Amerykanie szkolą syryjskich powstańców
Amerykańscy instruktorzy potajemnie szkolą na terenie Jordanii od trzech miesięcy syryjskich rebeliantów - podał w niedzielę niemiecki tygodnik "Der Spiegel".
Obsługę nowoczesnej broni przeciwpancernej poznało dotychczas 200 powstańców.
"Der Spiegel" powołuje się na uczestników szkoleń i organizatorów kursów. Część amerykańskich instruktorów nosi mundury, jednak nie jest jasne, czy są oni pracownikami prywatnych firm ochroniarskich, czy też reprezentują amerykańskie instytucje rządowe.
Plany na przyszłość przewidują utworzenie dwóch obozów szkoleniowych, w których odbywałyby się półtoramiesięczne kursy dla każdorazowo 600 osób - członków Wolnej Armii Syryjskiej.

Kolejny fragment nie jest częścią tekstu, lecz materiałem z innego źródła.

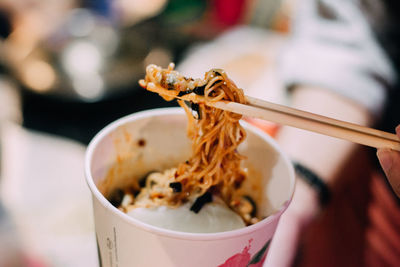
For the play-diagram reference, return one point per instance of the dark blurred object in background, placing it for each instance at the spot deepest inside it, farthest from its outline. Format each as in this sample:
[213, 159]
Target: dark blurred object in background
[81, 73]
[77, 63]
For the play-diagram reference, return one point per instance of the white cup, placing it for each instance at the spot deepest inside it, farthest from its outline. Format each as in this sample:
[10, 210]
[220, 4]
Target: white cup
[155, 140]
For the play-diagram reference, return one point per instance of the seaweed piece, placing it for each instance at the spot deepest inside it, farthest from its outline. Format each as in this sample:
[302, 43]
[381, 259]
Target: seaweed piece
[201, 201]
[199, 90]
[143, 180]
[116, 197]
[195, 107]
[182, 93]
[176, 187]
[141, 142]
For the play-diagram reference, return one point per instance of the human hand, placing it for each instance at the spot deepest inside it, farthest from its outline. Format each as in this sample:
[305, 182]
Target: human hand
[390, 162]
[301, 211]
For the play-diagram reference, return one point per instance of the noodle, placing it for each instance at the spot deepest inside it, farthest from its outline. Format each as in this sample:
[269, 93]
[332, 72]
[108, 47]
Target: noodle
[215, 164]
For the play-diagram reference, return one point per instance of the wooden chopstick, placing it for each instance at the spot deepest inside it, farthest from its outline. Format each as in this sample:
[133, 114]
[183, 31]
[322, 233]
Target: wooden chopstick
[312, 122]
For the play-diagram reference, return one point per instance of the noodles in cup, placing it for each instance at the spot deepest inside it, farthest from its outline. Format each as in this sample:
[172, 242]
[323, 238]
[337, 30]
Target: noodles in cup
[213, 172]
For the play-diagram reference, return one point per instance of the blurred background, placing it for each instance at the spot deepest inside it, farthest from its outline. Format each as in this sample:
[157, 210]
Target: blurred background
[70, 67]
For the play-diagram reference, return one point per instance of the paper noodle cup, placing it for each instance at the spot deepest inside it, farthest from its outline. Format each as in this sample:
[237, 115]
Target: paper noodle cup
[156, 140]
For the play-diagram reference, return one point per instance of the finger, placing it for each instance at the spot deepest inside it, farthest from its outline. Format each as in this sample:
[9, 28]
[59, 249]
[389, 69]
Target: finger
[390, 162]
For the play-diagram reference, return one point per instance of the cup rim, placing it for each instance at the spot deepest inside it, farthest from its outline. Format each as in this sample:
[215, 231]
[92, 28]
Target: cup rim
[172, 233]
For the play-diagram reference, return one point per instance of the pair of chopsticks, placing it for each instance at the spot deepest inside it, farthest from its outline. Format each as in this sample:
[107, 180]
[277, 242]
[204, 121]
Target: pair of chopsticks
[312, 122]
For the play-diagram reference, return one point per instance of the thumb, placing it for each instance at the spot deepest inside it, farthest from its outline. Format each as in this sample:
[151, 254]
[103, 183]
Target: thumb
[390, 162]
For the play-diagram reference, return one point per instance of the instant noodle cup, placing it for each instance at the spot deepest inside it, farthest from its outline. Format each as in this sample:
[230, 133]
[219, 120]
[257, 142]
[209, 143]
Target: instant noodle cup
[133, 146]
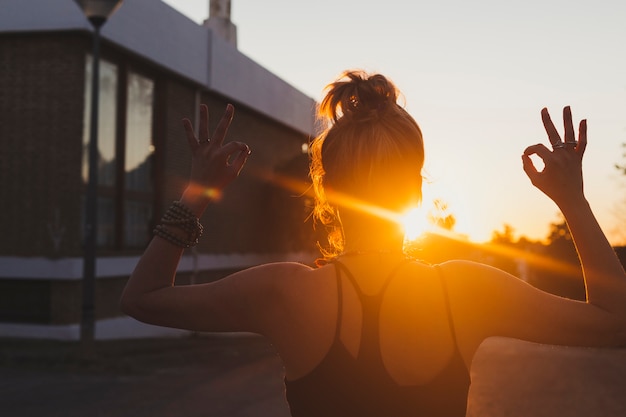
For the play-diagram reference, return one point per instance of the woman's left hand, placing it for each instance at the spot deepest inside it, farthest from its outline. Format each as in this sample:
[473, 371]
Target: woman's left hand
[214, 164]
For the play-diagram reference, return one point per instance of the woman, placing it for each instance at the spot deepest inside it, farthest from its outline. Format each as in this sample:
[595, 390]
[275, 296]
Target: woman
[372, 333]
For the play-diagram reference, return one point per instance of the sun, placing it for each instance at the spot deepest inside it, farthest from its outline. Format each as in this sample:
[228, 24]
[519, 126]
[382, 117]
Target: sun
[414, 223]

Według "Spiegla" przedstawiciele jordańskiego wywiadu prowadzą w tej sprawie rozmowy z dowódcami oddziałów powstańczych operujących w prowincji Dara na południu kraju. Celem jest utworzenie z kilkunastu oddziałów jednej jednostki liczącej 10 tys. bojowników (Armia Południa), do której mogłaby też wejść brygada islamistów z Frontu al-Nusra.
Jak wyjaśnia "Der Spiegel", zaangażowanie władz w Ammanie w sprawy syryjskie wynika z obaw przed radykalnymi islamistami. Jordańskie siły bezpieczeństwa chcą zapobiec udziałowi jordańskich salafistów w walkach w Syrii, obawiając się, że po zdobyciu doświadczeń w wojnie w Syrii staliby się oni poważnym zagrożeniem dla stabilizacji w Jordanii.
Większość broni przeznaczonej dla syryjskich powstańców, w tym nowoczesne wyrzutnie przeciwpancerne, znajduje się w magazynach na terenie Jordanii. Pieniądze na ich zakup pochodzą z Arabii Saudyjskiej. Warunkiem przekazania broni powstańcom jest utworzenie przez nich wspólnego dowództwa na południu kraju.